Zu Sessions ehrgeizigsten Vorhaben gehört der Kampf gegen illegale Immigranten. Er ist Trumps wichtigster Erfüllungsgehilfe, um sein Versprechen wahr zu machen und elf Millionen Menschen abzuschieben. Seit der Präsident im Amt ist, werden Familien auseinandergerissen, Mütter und Väter eingesperrt und abgeschoben, während ihre amerikanischen Söhne und Töchter allein in den USA zurückbleiben.

"Heute beuten wir die Immigranten aus und schieben sie nach Belieben ab."

"Charlottesville hat die Angst unter den Einwanderern noch größer gemacht", sagt Jim Rigby von der St.-Andrew's-Gemeinde in Austin, Texas. Der Pastor hat in den Eingang seines Gotteshauses ein Schild gehängt, auf dem steht "Zufluchts-Kirche" . Es ist nicht nur ein Slogan. Rigby gibt einer jungen Mutter aus Guatemala und ihrem zehnjährigen Sohn Unterschlupf. Sie gehören zu den rund 100.000 Menschen, die ohne Papiere in Austin leben.

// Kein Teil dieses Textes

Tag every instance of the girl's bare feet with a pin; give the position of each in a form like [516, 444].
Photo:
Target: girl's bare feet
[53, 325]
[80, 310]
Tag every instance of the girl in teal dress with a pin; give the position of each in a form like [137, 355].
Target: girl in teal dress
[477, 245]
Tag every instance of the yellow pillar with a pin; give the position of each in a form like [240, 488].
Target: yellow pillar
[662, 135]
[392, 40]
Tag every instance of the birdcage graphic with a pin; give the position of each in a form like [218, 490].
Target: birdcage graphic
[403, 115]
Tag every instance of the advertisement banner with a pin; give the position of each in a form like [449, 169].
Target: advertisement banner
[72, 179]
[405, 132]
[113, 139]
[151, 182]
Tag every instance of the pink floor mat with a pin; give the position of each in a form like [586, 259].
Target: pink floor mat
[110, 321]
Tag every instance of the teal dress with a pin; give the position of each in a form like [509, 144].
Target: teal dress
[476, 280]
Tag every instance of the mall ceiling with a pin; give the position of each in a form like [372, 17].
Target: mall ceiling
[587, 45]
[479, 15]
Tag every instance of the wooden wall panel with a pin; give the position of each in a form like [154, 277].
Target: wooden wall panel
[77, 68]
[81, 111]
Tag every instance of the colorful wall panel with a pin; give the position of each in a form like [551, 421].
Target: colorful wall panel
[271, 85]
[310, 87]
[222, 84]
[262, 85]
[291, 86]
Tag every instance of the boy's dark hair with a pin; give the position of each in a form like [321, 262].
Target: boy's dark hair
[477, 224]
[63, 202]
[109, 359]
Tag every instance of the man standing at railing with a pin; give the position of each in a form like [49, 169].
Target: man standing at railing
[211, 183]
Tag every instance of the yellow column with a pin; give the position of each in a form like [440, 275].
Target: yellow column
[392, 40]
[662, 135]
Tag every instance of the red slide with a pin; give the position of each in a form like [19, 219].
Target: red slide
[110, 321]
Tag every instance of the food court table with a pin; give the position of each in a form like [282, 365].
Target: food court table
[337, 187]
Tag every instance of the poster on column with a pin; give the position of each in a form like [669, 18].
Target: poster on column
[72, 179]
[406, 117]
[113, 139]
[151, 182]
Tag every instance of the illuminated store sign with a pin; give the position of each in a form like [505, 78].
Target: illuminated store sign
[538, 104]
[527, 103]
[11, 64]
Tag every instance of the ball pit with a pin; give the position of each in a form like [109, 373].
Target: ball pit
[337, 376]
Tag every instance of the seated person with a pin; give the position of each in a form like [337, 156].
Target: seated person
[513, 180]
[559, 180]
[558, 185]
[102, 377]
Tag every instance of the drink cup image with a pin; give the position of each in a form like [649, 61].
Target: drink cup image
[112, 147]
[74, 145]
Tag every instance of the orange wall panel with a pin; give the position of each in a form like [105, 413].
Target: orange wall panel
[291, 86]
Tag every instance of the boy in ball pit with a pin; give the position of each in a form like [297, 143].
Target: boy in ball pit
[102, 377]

Rigby steht vor seinem Altar. Man sollte erwarten, dass er hier mit gedämpfter Stimme spricht. Doch nicht bei diesem Thema. Die USA hätten aus ihrer Geschichte nichts gelernt, barmt er. Der Holocaust an den Indianern, die Versklavung der Schwarzen, das seien für viele nur noch Geschichten aus Hollywood. "Heute beuten wir die Immigranten aus und schieben sie nach Belieben ab." Er versichert, dass er sich jedem Beamten der Abschiebepolizei ICE in den Weg stellen wird, der versucht, die junge Mutter zu holen. Aber er befürchtet, dass der Tag bald kommen wird – jetzt, wo sich Trump so deutlich als Rassist geoutet hat. "Er kommt mir vor wie ein angeschossenes Tier, das in die Ecke gedrängt wurde und wild um sich beißt", sagt Rigby. Je mehr Trump kritisiert werde, desto mehr werde er die Nähe der Extremisten suchen.

Eine Nähe, über die allzu lange hinweggesehen wurde. Dabei war sie immer einer der Stützpfeiler seiner politischer Karriere. Schon als Trump seine Kandidatur bekannt gab und die Mauer zu Mexiko versprach, träumten rechtsradikale Kreise von einer Wiederauferstehung des "Weißen Amerika", und einer wie Richard Spencer triumphierte: "Trump liebt Weiße." Es war der Beginn eines Schulterschlusses politischer Außenseiter. Auf der einen Seite die extreme Rechte, die nach Einfluss gierte, den sie sich bei den Republikanern nicht mehr zu erhoffen wagte. Auf der anderen der Newcomer, der sich von der Republikanischen Partei nie genug gewürdigt fühlte, der auf Bewunderung aus war.

Eine weitere Basis war ihre Leidenschaft für soziale Medien. Hier entwickelten sie eine ungeahnte gemeinsame Schlagkraft. Trump fütterte den Hass und die Angst der Rechten mit seinen Tweets. Teilte einmal die Grafik eines rechtsradikalen Twitter-Feeds, dessen Logo ein verfremdetes Hakenkreuz darstellt. Sie vermittelte die demagogische Falschmeldung, 81 Prozent aller Morde an Weißen würden von Schwarzen verübt. Der Aufschrei aus der Republikanischen Partei, er blieb aus. Sie war so machtversessen und verzweifelt, dass sie sich zum gefügigen Wirt eines politischen Parasiten machte. Das bestärkte Donald Trump in seiner Twitter-Show des permanenten Tabubruchs.

1094 Übergriffe in 34 Tagen auf Minderheiten zählte das Southern Poverty Law Center

Die Rechtsradikalen dankten Trump seine Vorstöße mit Wahlkampfhilfe, organisierten automatisierte Telefonanrufe bei potenziellen Wählern.

Der Volkstribun Trump, er war schon immer ein äußerst rechter Volkstribun. Und diejenigen, die glaubten, das Amt des Präsidenten würde seinen hasserfüllten Populismus einhegen, die irrten sich. Stattdessen fühlen sich diejenigen, die zu seinem Aufstieg beigetragen haben, nach seiner Wahl ermächtigt, ihren Hass auf die Straße zu tragen. 1094 Übergriffe auf Minderheiten zählte das Southern Poverty Law Center, eine gemeinnützige antirassistische Organisation, in 34 Tagen.

Nach Charlottesville war zunächst die Befürchtung vieler Rechtsradikaler groß, Trump würde das Band zu ihnen durchtrennen. Umso größer die Freude, als das Gegenteil geschah. Die Neonazi-Seite "The Daily Stormer" schrieb: "Er hat gesagt, er würde uns alle lieben. Er hat sich geweigert, die Frage zu beantworten, ob Rassisten ihn unterstützen würden. Als er danach gefragt wurde, verließ er den Raum. Richtig gut. Gott schütze ihn."